En la parte baja de la loma estaba la era, donde se hacía la trilla de los cereales. En la era, que era un círculo de unos seis metros de diámetro hecho de piedras planas, se echaba el trigo en tallo recién cortado. Y para separar el grano de la paja, Custodio se montaba en una gran pieza de madera sobre ruedas metálicas dentadas, tirada por un par de mulos, que pasaba una y otra vez sobre los tallos de trigo cortándolos hasta que dejaban el grano separado de la paja. Recuerdo a Custodio canturreando a Manolo Escobar mientras cabalgaba en la trilla. Una vez trillado el trigo, había que aventarlo con un tridente. Esperábamos a que hubiera un día de viento para lanzar al aire el trigo trillado de manera que el grano cayera a nuestros pies mientras la paja era arrastrada por el viento formando un montón al extremo de la era. Todavía era necesario tamizar el montón de grano con el cernidor para dejarlo limpio de paja. Con la paja se hacían haces con las que se alimentaría al ganado en invierno cuando escaseara la hierba.

Más allá de la era estaba la huerta donde se plantaban todas las hortalizas y vegetales que consumíamos durante el verano: tomates, pimientos, ajos cebollas, berenjenas, acelgas, coles… Su perímetro estaba rodeado de árboles frutales: manzanos, perales, cerezos, caquis, limoneros… Y más abajo la alberca. Siempre con agua corriente que entraba por la acequia y salía por el aliviadero de vuelta al barranco. Con agua tan helada que no podíamos estar más de diez minutos dentro. Mi abuelo Mauricio encargaba a los caseros que limpiaran la alberca de verdín al comienzo de la temporada para que sus nietos se pudiesen bañar en el verano.

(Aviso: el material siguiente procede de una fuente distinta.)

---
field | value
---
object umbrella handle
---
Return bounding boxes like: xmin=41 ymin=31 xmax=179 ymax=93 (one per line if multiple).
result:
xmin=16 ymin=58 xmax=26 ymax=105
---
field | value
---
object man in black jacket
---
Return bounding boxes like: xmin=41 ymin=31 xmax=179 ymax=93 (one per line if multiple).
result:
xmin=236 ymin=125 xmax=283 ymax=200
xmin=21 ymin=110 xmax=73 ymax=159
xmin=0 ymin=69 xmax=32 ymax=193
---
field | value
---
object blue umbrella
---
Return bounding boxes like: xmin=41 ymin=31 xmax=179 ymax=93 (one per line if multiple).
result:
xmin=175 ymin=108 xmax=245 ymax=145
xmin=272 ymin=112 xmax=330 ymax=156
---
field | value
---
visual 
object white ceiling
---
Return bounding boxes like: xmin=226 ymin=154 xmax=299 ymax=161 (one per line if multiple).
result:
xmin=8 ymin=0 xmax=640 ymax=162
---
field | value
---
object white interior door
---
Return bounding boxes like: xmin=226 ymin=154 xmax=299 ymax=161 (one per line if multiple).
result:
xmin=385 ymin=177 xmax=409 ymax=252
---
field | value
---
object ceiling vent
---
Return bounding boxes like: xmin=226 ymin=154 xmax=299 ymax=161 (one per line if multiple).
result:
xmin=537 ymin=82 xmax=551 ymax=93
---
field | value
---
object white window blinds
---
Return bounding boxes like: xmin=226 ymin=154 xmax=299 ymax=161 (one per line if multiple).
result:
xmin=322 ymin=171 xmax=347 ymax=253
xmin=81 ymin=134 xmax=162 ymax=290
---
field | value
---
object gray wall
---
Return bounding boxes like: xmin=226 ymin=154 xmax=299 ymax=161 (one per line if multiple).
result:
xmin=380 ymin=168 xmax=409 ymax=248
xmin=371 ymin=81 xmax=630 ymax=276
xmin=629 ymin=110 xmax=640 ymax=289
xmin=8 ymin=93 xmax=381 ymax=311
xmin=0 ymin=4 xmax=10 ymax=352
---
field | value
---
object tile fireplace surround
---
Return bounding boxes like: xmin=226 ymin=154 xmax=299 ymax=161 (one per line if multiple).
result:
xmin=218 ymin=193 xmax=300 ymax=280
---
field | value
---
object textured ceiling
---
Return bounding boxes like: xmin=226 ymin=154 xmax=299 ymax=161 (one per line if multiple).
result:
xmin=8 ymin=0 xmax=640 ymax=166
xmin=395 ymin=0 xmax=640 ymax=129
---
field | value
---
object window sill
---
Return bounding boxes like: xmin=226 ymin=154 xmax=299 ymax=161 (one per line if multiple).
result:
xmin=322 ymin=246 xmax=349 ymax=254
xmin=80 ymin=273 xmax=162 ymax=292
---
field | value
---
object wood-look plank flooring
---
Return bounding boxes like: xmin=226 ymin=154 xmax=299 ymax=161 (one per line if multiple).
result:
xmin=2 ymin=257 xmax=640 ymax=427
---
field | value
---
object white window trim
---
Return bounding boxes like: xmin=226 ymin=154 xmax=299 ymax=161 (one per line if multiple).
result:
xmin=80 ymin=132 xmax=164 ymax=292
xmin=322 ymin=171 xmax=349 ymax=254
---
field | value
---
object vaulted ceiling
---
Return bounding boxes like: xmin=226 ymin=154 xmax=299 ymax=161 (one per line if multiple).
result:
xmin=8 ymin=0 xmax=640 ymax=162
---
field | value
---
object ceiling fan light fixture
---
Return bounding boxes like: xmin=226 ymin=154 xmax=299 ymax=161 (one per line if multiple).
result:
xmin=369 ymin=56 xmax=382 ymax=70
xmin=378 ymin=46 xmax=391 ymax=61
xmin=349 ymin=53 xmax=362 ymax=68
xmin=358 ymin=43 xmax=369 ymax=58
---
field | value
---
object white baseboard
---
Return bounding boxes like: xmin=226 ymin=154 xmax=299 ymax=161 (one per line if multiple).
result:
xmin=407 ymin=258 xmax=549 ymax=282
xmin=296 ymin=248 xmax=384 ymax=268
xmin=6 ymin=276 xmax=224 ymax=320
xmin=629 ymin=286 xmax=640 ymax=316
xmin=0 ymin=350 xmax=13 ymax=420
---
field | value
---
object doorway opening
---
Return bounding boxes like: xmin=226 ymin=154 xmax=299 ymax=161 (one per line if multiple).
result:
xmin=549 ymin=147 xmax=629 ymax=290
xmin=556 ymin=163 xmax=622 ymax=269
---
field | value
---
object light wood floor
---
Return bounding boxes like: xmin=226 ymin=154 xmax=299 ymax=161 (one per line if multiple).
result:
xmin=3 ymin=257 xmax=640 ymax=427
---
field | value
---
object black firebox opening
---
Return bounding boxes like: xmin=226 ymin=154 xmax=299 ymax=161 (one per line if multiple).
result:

Tras la alberca, los campos sembrados de cereales, trigo, alfalfa, avena… más alejados, cubriendo el suelo con su verde grisáceo: los olivos. Y todo salpicado de enormes encinas con ricas bellotas que los niños disputábamos a los cerdos.


Ese era el cortijo de nuestra primera infancia, de los veranos primeros de nuestra vidas. Cuando aún no habíamos descubierto las delicias del mar.